Project (2013-2014)

Goldsmiths and Chymists: The Activity of Artisans within Alchemical Circles

Alchemy was a diverse and widespread endeavor in early modern Europe. It included not only a diversity of goals (e.g., metallic transmutation, pharmaceuticals, commercial productions) but also a diversity of practitioners drawn from every social and educational level. This Working Group project explored in particular the activity of gold- and silversmiths in alchemy, focusing on how alchemical goals and projects fit into their broader activities and their interactions with more bookish and better-known alchemical practitioners and authors. An important mid seventeenth-century network of alchemical correspondents and collaborators that stretched across the political, confessional, and linguistic boundaries of England, the Low Countries, and France provided the locus for this study.
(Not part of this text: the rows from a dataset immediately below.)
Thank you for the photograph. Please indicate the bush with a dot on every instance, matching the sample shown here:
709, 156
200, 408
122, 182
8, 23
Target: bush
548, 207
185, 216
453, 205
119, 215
The silversmiths of the Grill family emerged as important and skilled alchemical practitioners within this network, especially Anthonie Grill whose alchemical expertise eventually enabled him to become a Royal Mintmaster in Sweden. Grill, as well as less prominent goldsmiths in Paris, interacted with the written traditions of alchemy and with living collaborators and authors of more elite status, while continuing their artisanal trades. Their work helped to reveal and define the place and contributions of practicing artisans within seventeenth-century alchemy.